Ce n’est que bien plus tard que la literie familiale connut la grande révolution des couettes, et elle se souvient encore avoir vécu l’événement comme une avancée dans le monde moderne. Jusque-là, les lits avaient été tendus de draps aux bords strictement glissés sous le matelas. Elle avait tout particulièrement veillé à égaliser l’épaisseur de la couverture des deux côtés du lit, première manifestation d’une maniaquerie qu’elle est la première, aujourd’hui, à qualifier d’imbécile pour couper cours aux moqueries, ou de décorative quand elle évoque son engagement dans la vie. S’enfoncer sous les draps sans trop les défaire avait été plus qu’un jeu quotidien, un pari avec pour mise le souhait du jour, rarement deux fois le même. Superstitieuse, elle décrétait ne pas croire aux contes de fée. Et si elle désavouait le merveilleux, elle ne jurait déjà que par l’extraordinaire. Elle ne craignait plus de corner les jolies couvertures cartonnées de la Bibliothèque verte et de la Collection Rouge & Or, remplacées par celles, plus souples, des éditions de Poche des romans qu’elle continuait à lire au lit. Les pages s’alourdissaient de Post-it qu’elle collait avec application, soulignant un passage, soulevant une question.

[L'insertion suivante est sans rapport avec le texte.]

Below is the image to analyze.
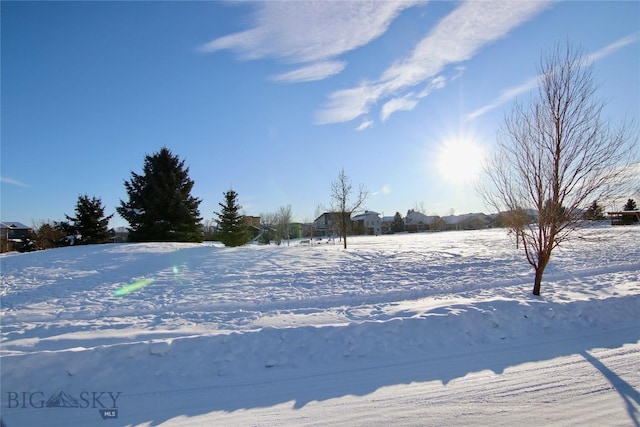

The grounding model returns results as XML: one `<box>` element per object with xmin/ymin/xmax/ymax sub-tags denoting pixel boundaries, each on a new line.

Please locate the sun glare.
<box><xmin>437</xmin><ymin>138</ymin><xmax>485</xmax><ymax>185</ymax></box>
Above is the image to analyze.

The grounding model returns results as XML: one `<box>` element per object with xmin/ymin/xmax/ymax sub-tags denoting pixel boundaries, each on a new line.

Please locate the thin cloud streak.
<box><xmin>199</xmin><ymin>1</ymin><xmax>424</xmax><ymax>82</ymax></box>
<box><xmin>0</xmin><ymin>176</ymin><xmax>29</xmax><ymax>188</ymax></box>
<box><xmin>273</xmin><ymin>61</ymin><xmax>347</xmax><ymax>83</ymax></box>
<box><xmin>315</xmin><ymin>0</ymin><xmax>553</xmax><ymax>124</ymax></box>
<box><xmin>464</xmin><ymin>33</ymin><xmax>639</xmax><ymax>122</ymax></box>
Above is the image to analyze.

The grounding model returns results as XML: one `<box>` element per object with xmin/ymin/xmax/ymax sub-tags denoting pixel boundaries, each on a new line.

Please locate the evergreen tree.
<box><xmin>584</xmin><ymin>200</ymin><xmax>604</xmax><ymax>220</ymax></box>
<box><xmin>391</xmin><ymin>212</ymin><xmax>404</xmax><ymax>233</ymax></box>
<box><xmin>622</xmin><ymin>199</ymin><xmax>638</xmax><ymax>211</ymax></box>
<box><xmin>65</xmin><ymin>194</ymin><xmax>113</xmax><ymax>245</ymax></box>
<box><xmin>117</xmin><ymin>147</ymin><xmax>203</xmax><ymax>242</ymax></box>
<box><xmin>214</xmin><ymin>190</ymin><xmax>250</xmax><ymax>246</ymax></box>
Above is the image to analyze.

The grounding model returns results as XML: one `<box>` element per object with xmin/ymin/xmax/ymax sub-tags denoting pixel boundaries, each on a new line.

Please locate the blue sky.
<box><xmin>0</xmin><ymin>1</ymin><xmax>640</xmax><ymax>226</ymax></box>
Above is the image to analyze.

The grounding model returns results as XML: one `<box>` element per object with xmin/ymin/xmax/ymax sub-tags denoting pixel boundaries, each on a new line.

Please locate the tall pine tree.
<box><xmin>65</xmin><ymin>194</ymin><xmax>113</xmax><ymax>245</ymax></box>
<box><xmin>214</xmin><ymin>190</ymin><xmax>251</xmax><ymax>246</ymax></box>
<box><xmin>117</xmin><ymin>147</ymin><xmax>203</xmax><ymax>242</ymax></box>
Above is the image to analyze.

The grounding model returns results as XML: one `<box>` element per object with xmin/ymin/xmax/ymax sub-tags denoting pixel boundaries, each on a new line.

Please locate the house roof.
<box><xmin>351</xmin><ymin>211</ymin><xmax>380</xmax><ymax>221</ymax></box>
<box><xmin>0</xmin><ymin>221</ymin><xmax>31</xmax><ymax>230</ymax></box>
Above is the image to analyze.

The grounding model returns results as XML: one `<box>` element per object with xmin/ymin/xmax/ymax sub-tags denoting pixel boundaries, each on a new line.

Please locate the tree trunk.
<box><xmin>533</xmin><ymin>267</ymin><xmax>543</xmax><ymax>295</ymax></box>
<box><xmin>533</xmin><ymin>253</ymin><xmax>550</xmax><ymax>296</ymax></box>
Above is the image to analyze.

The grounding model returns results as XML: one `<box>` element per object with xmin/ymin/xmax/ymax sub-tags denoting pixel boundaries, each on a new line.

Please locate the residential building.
<box><xmin>351</xmin><ymin>211</ymin><xmax>382</xmax><ymax>236</ymax></box>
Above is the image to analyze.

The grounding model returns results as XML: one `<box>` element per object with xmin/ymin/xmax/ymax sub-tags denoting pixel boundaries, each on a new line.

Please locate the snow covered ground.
<box><xmin>0</xmin><ymin>225</ymin><xmax>640</xmax><ymax>427</ymax></box>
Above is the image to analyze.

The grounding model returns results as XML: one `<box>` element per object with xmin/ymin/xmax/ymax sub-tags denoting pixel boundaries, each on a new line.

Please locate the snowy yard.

Elle ignorait alors combien ses réflexions et ses interrogations la réconforteraient tout au long de sa vie.

Et puis vint le temps du sac de couchage jeté sur le canapé de l’appartement exigu. Elle avait conservé la même couette depuis l’enfance. Les motifs bariolés, à force de lessive ou d’exposition au soleil prolongée, avaient perdu de leur gaieté excessive. Elle seule parvenait encore à les deviner, et lui revenaient en mémoire les histoires qu’elle se racontait, petite fille, à partir des imprimés. La trame restait la même, sinon plus mince et plus légère, à l’instar du tissu usé qui ne protégeait plus ni du froid ni de l’angoisse des nuits. Plaquée contre la porte, la couette assourdissait les bruits du dehors, de la vie des autres, ces « gens » qu’il lui arrivait d’observer, par un pan de rideau repoussé. Elle leur en voulait de cette connivence qui l’excluait comme quand elle avait dix ans, le dimanche soir, à l’heure du film. Le plafonnier laissait tomber une lumière falote sur le mobilier de fortune. Les livres s’empilaient vainement à portée de main, elles ne les ouvrait plus depuis longtemps, se rassasiant des fanions de papier dépassant des pages, reliquat défleuri de pensées oubliées. L’amoncellement bancal lui rappelait sa vie, elle préférait regarder ailleurs, plus loin. Elle s’accroupissait sur le canapé, enroulée dans le sac de couchage, et appuyait sur le bouton démarrage de son ordinateur portable. Surgissait un instant le reflet sur l’écran d’un visage étrangement blafard, presque inquiétant avec ses yeux fixes. Très vite, elle repoussait les murs de son appartement en se connectant sur Sistoeurs.net.
Elle ne pouvait ignorer combien ce site aux articles coups de poing, drôles ou vibrants, résumait sa vie entière.